I was more suspicious of the realisation that the two subjects I highlighted as my weak areas - Sports & Sciences - in Big Capital Letters on my contestant application form were frontloaded in both of my Series 2 shows.

That's right: stuck up front. One in the driver's seat and the other riding shotgun. Now why was that? But as it was in the relatively unimportant bit of the show, the "pick me an Eggy" part, the one that takes up 30-35 minutes of the running time, there is no need to be too suspicious and start delineating intricate, spidery conspiracy matrices.

And, in hindsight, it was unbelievably foolish to moan about sports and the sciences being my Achilles heels - in writing! and in my interview! Like I did last year! - and therefore give me and them a long enough rope to string myself up. Even if sport isn't actually one of my weakest subjects anymore. Though when they ask me sodding horse racing betting questions, then yeah, I'm stitched up like a helpless, naive kipper.

As for "A1" and "but-and-ben". Well. Well. Well. well well well. If that kind of Brit-centric factage is the stuff that Eggheads are made of, then I am an absolutely F... [JUMP CUT] But such arcane gubbins was to be expected. It's (a kind of) Eggheads, remember.

Anyway, I'd just like to say that my opponents Gill Woon and Dave Clark were lovely people, as well as highly skilled quiz players (they have done far, far better on Mastermind than my sorry Caribbean-leaning self), and that we were more united in terror of the show, the lights, the etc (not the Eggheads though), than enmity with each other. Or so I thought - DUM-DUM-DAHHHH!

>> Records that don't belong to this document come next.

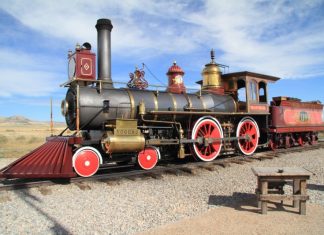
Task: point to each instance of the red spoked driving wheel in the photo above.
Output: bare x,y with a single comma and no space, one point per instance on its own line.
209,131
248,127
86,161
148,158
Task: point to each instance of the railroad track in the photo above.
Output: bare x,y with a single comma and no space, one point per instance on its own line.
109,173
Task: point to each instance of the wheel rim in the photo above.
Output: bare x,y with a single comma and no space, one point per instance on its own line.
148,158
207,128
248,127
86,162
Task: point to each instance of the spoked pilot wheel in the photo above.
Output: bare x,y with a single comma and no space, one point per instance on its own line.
248,128
86,161
148,158
208,131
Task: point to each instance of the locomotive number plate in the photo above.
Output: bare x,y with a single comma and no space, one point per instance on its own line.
125,131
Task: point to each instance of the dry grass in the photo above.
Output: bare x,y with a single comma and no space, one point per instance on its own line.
17,139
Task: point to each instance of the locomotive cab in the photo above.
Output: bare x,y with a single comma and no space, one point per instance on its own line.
249,90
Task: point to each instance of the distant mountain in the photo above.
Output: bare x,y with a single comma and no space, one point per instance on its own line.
16,119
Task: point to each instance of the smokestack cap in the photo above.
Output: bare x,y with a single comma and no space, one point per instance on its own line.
104,24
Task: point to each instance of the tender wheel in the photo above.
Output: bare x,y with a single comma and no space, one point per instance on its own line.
206,128
86,161
248,128
148,158
300,141
272,145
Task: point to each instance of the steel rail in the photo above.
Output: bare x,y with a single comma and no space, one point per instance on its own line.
120,172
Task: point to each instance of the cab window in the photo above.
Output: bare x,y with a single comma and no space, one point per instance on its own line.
262,92
253,91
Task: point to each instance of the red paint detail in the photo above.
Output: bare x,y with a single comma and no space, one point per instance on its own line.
207,128
148,158
296,129
175,75
297,114
263,108
85,62
86,163
287,142
272,145
51,160
248,128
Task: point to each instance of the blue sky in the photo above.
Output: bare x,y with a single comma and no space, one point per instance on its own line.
279,38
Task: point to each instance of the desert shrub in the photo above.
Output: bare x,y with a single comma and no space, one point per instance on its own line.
3,139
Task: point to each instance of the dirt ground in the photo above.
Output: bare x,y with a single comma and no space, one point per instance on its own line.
245,218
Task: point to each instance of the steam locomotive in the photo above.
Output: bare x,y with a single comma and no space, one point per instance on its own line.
230,113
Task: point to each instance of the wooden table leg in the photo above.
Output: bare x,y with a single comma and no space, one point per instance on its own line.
302,203
296,190
264,191
259,192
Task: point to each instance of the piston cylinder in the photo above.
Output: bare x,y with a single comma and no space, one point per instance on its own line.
122,143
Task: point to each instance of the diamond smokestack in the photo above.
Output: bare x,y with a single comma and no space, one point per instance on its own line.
104,28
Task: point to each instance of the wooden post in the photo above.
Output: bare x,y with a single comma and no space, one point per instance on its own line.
296,190
302,203
264,191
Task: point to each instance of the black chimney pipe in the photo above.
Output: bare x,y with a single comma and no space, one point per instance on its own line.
104,28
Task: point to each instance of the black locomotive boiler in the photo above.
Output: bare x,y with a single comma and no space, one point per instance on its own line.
230,113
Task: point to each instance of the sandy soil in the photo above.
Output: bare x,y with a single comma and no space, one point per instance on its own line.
245,218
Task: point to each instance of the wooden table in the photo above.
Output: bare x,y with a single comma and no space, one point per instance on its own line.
268,175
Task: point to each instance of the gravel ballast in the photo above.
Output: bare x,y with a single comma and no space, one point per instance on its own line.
126,206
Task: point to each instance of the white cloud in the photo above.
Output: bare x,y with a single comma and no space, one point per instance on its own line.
263,36
28,83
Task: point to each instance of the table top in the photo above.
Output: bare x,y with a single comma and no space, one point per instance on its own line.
280,171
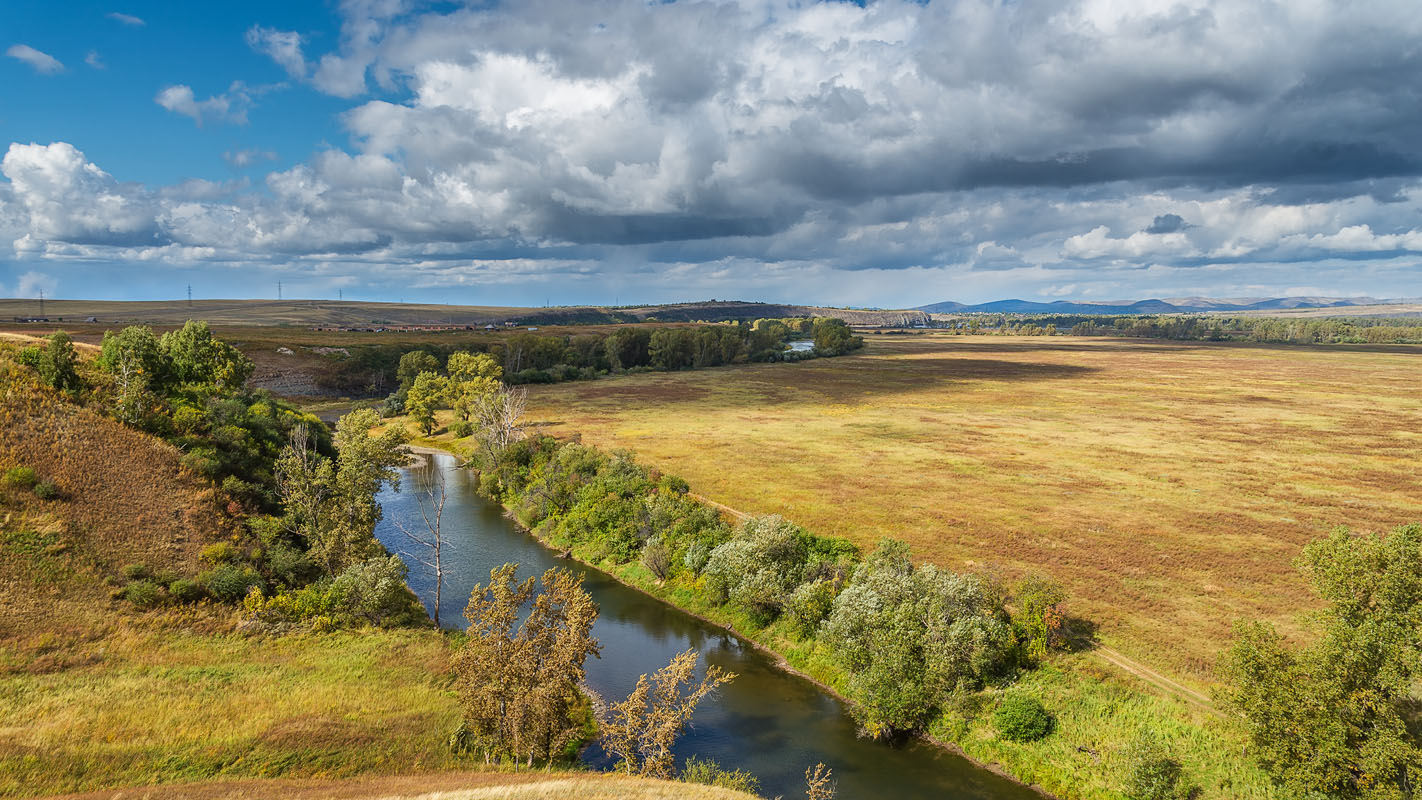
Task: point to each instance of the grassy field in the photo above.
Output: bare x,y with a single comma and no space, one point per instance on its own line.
1168,485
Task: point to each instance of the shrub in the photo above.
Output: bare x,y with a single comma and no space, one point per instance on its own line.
1021,718
219,553
231,583
809,604
656,556
144,594
710,773
374,591
185,590
1151,772
135,571
20,476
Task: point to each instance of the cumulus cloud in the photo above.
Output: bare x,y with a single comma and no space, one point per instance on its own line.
125,19
41,61
231,105
246,158
283,47
757,144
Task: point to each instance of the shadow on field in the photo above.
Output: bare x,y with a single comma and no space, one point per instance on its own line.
952,368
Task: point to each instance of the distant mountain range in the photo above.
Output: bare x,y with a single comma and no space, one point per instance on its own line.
1168,306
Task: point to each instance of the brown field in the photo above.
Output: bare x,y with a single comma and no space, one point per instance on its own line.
1168,485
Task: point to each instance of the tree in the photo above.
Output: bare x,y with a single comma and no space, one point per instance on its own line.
332,505
1330,719
912,637
196,357
140,370
818,785
499,417
640,731
472,377
430,539
411,365
425,395
519,684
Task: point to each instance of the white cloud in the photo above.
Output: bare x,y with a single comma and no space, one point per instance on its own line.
125,19
41,61
228,107
242,159
283,47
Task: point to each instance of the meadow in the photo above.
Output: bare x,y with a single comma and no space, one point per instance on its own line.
1168,485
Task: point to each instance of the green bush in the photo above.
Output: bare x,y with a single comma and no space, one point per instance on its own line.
1021,718
710,773
219,553
135,571
144,594
1151,772
20,476
185,590
229,581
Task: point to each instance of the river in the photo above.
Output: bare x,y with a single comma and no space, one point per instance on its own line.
768,722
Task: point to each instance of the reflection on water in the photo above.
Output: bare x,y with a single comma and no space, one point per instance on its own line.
767,722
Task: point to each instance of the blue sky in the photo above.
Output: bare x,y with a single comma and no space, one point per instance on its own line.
596,151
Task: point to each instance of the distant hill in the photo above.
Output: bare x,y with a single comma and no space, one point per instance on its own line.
332,313
1168,306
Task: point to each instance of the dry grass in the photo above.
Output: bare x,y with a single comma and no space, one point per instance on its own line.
1168,485
457,786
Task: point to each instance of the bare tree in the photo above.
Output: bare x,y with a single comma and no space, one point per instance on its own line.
431,539
818,785
501,417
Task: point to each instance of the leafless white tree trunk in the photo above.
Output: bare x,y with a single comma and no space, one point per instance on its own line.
430,496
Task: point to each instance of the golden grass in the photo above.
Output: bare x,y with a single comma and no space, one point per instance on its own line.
1168,485
440,786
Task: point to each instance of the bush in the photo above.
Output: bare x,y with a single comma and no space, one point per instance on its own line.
144,594
809,604
184,590
1021,718
1151,772
20,476
710,773
135,571
231,583
219,553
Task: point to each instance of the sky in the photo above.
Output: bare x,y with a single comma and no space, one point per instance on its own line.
599,151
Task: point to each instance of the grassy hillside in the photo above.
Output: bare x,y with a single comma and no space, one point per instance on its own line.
354,313
1168,485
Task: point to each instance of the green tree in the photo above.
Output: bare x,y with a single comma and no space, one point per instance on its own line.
425,395
521,668
196,357
1330,719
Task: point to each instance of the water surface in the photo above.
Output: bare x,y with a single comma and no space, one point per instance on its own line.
767,721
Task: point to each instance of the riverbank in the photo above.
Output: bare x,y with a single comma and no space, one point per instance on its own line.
1098,711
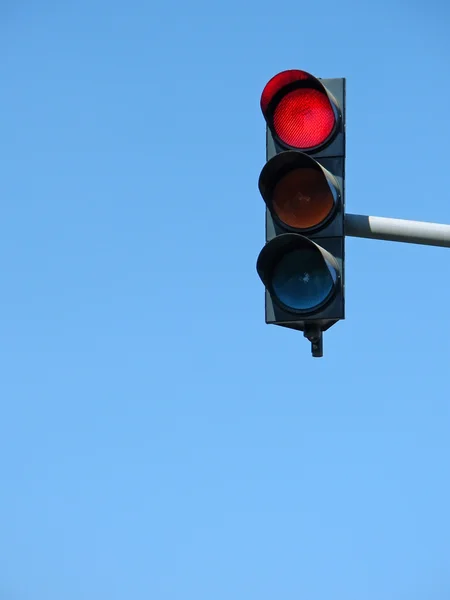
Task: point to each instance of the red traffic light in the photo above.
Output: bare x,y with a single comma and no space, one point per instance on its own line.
298,110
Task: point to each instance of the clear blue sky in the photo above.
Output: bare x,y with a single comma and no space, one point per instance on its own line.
157,439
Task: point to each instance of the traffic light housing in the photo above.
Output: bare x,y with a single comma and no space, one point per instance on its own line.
302,265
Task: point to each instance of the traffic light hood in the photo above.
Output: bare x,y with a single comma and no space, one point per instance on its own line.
300,111
300,194
278,247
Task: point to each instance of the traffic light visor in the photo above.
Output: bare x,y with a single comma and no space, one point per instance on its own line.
300,194
298,110
299,274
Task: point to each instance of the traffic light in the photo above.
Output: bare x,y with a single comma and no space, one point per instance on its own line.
302,184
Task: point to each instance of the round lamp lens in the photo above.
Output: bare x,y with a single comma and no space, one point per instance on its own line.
302,280
302,199
304,118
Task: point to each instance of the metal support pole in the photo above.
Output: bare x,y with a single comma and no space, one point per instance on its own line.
397,230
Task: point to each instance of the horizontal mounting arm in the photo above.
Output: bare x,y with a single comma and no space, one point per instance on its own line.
397,230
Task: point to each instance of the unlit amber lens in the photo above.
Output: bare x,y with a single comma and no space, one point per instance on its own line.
303,199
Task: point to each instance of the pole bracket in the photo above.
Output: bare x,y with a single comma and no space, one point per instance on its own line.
314,334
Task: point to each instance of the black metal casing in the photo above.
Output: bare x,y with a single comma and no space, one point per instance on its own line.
332,236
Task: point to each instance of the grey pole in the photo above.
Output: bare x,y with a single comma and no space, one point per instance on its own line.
397,230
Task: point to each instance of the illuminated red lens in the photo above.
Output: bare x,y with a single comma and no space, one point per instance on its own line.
304,118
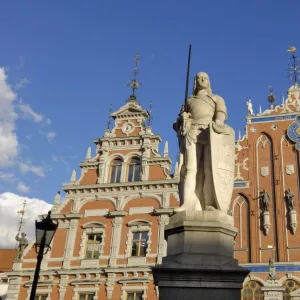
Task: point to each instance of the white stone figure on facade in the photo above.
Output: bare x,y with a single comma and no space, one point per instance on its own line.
250,108
289,195
264,198
23,243
206,182
272,270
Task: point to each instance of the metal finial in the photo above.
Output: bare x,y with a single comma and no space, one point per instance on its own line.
293,70
109,118
271,97
134,84
150,118
22,213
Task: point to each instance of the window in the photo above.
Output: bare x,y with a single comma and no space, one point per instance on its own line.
252,291
139,244
290,286
134,170
134,296
86,296
40,297
116,169
93,245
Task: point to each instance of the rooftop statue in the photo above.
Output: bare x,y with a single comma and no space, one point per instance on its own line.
206,150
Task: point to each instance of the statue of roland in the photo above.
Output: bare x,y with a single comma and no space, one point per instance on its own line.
204,179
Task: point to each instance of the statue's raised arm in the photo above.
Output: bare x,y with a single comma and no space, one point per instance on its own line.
207,147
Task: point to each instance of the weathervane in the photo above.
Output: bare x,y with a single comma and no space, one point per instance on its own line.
22,213
293,70
150,118
271,97
134,84
109,119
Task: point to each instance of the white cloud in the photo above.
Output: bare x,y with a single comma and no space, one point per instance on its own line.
50,136
28,112
54,158
22,82
37,170
10,204
48,121
6,177
21,63
8,137
23,188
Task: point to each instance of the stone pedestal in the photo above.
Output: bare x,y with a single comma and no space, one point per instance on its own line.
199,262
273,290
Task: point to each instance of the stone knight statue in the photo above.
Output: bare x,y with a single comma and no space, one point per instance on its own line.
272,270
23,243
264,198
206,150
289,195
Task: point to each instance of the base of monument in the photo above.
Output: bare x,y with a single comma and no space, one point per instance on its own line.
200,263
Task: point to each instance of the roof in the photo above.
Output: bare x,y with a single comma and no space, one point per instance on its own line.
6,259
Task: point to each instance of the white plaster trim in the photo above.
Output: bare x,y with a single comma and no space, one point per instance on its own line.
140,210
91,230
96,212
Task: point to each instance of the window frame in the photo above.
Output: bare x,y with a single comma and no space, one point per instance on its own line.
94,245
91,228
139,242
38,297
118,170
136,175
134,292
85,294
134,227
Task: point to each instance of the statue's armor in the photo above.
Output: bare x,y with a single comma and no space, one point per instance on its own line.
203,109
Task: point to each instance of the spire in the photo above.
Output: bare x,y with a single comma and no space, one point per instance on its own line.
176,171
57,199
271,97
166,149
134,84
22,213
293,70
109,117
73,177
88,153
150,114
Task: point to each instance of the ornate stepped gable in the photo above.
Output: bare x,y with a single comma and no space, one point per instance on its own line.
267,158
125,192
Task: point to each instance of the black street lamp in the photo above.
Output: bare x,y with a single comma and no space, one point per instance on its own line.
45,231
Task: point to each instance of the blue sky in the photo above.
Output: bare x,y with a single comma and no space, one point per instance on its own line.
66,61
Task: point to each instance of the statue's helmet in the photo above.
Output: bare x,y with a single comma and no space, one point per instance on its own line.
198,75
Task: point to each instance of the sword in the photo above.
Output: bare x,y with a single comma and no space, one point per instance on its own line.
187,80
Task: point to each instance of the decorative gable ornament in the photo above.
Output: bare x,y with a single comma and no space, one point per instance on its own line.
264,171
290,169
293,132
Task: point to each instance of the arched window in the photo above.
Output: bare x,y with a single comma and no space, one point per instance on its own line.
116,169
252,291
134,170
290,286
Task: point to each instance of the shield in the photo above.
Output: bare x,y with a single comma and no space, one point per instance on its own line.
222,162
289,169
264,171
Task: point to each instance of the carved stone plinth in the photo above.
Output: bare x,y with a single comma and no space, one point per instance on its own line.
273,290
200,263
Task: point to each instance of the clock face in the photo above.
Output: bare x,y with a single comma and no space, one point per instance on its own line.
293,132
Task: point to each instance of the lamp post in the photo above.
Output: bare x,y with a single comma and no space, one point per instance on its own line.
45,231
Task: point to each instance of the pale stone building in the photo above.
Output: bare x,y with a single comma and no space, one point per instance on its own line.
111,222
112,219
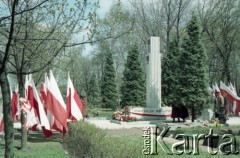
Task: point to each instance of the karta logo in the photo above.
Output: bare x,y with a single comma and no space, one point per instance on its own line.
152,140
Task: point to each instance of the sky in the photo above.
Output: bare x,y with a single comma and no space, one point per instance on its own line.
105,6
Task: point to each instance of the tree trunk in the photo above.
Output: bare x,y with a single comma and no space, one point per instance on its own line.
193,113
7,112
23,118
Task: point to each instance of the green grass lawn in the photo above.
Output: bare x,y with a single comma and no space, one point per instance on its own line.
203,152
102,112
38,147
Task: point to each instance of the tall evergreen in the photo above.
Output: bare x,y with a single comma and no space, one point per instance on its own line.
193,74
170,77
108,87
93,92
133,88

Masoquizm III this Saturday: As man-lady cool-assed-gun-cannon-toting Vasquez said in Aliens: "Let's ROCK!!!" (oh, I will fall, and the landing will hurt, unless ... unless I start rabidly reading thousands of my NAQT/ACF questions right now. Insanity rising; taking me over)

*Talking of which, the "new" Battlestar Galactica TV movie - The Plan - does chow down on big steroid-boosted bull balls. So very disappointing. I can only imagine the extent of my disappointment had I paid to viddy it, rather than utilise the piratical side of the interwebway.

1 Comments:

Blogger Will Jones said...

Gavin only got 5, so now you're top.